Pastors, missionary leader, heads of campus ministries and other vocational leaders want to create organizations that encourage spiritual growth. The reality is that sometimes, the very structures within which we live and minister can begin to get in the way.
I read the quotation below from Thomas Merton a few years ago. It comes from a letter he wrote in 1959 to an emerging Latin American leader. He had been in the monastery at Gethsemani then for nearly twenty years. As you read his perspective on the monastic environment in which he had lived nearly two decades of life, think about the church, ministry and mission setting in which you have lived yours. Where are there echoes? Where are there differences?
“the peculiar circumstances of this monastery prevent real spiritual growth. Underneath the superficial and somewhat good humor, with its façade of juvenile [casualness], lie the deep fear and anxiety that come from a lack of real interior life. We have the words, the slogans, and the notions. We cultivate the pageantry of the monastic life. We go in for singing, ritual, and all the external. And ceremonies are very useful in dazzling the newcomer, and keeping him happy for a while. But there seems to be a growing realization that for a great many in the community this is all a surface of piety which overlies a fake mysticism and a complete [emptiness] of soul. Hence the growing restlessness, the rebellions, the strange departures of priests, the hopelessness which only the very stubborn can resist, with the aid of their self-fabricated methods of reassurance.” (Thomas Merton. The Courage for Truth. New York: Farrar, Straus & Giroux, 1993, p. 112)
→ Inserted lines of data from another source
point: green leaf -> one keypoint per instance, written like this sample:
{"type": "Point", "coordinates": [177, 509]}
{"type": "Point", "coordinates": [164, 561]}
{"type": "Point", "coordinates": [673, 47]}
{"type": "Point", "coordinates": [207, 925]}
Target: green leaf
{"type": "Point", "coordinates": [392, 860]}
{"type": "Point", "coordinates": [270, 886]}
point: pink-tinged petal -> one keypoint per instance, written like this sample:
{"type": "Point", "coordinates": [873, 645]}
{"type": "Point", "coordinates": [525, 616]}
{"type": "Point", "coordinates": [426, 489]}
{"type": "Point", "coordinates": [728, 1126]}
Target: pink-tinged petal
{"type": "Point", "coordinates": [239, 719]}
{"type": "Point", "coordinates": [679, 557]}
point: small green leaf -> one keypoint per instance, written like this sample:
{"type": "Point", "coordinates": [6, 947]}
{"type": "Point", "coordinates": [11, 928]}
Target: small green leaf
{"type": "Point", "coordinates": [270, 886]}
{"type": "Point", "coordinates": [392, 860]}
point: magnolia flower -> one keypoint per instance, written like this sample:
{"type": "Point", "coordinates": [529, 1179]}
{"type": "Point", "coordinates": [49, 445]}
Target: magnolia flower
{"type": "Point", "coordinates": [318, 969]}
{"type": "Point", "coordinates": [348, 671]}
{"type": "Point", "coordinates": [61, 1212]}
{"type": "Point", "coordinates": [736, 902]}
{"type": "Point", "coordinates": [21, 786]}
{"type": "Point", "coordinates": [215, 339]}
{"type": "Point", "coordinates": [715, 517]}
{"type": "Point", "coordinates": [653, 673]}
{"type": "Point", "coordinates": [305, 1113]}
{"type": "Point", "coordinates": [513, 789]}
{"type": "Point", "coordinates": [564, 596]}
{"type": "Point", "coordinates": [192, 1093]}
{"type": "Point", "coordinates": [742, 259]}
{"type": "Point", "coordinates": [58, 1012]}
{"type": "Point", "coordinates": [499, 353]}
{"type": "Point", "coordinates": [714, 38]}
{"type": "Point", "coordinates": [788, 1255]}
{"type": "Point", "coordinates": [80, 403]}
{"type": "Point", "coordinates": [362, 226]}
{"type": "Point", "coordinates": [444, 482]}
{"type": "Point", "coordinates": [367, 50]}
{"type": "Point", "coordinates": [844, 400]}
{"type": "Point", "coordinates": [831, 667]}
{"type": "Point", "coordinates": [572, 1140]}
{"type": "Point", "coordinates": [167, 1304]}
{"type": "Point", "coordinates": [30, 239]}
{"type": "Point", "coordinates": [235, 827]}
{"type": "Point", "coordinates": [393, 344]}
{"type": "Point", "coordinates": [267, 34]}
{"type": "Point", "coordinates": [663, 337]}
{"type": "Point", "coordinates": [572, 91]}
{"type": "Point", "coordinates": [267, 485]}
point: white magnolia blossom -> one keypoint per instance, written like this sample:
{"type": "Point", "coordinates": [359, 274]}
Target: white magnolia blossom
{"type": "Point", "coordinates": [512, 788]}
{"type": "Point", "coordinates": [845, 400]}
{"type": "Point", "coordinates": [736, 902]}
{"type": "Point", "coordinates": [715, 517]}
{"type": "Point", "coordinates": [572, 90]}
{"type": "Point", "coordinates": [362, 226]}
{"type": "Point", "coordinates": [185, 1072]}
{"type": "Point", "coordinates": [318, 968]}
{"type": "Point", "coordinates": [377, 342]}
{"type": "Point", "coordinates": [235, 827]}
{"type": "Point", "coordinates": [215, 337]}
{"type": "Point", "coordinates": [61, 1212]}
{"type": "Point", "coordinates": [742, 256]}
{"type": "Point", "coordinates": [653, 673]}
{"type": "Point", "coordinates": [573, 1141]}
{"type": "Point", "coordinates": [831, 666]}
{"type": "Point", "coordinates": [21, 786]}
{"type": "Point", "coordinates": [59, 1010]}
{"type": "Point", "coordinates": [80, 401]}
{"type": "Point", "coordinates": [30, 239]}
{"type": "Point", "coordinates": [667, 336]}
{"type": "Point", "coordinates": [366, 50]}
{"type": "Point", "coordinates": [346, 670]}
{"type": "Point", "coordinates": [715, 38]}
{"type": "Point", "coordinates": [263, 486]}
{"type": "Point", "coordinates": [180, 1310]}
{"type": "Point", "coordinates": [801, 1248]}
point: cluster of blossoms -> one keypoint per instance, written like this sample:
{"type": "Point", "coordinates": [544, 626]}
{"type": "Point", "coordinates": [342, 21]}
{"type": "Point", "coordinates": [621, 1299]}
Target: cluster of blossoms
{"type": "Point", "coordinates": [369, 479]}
What is it in particular that Merton suggests is preventing spiritual growth in his monastery? It seems to be a failure to attend to the deep resistances of fear and anxiety underneath the outward appearance of spiritual vitality. There is a difference between emotional excitement and spiritual life. Exciting music and energized preaching may or may not touch these deeper places that keep us from really engaging God.
What do you think?
Buy a copy of Courage For Truth: The Letters Of Thomas Merton To Writers on Amazon.com





oh yeah….the flesh always tries to find a way to grow itself.
Alan, this is a great reminder to all of us when we sense the church, ministry and mission settings become the very hindrance to our interior filling and growth. I have sensed this in ministry and at church but I couldn’t really put my finger on it. The very things we consider to be good, wholesome and spiritually inviting can become the very things that prevent spiritual growth. When this happens, what practical things should we do? And what ways can we articulate this message to people in the church?
Thanks, Virgil, for your helpful response. I’m posting a couple more Merton quotations in the next few days that add to this conversation. I hope they help…
I thiiiiink….yes! I wonder how often our desire to grow and do the spiritual formation thing actually replaces the work of Christ for us and in us. How naturally we adopt the habit of self dependence as opposed to Christ dependence, and how subtle is the shift! Doesn’t this shift always lead to either pride or emptiness/hopelessness?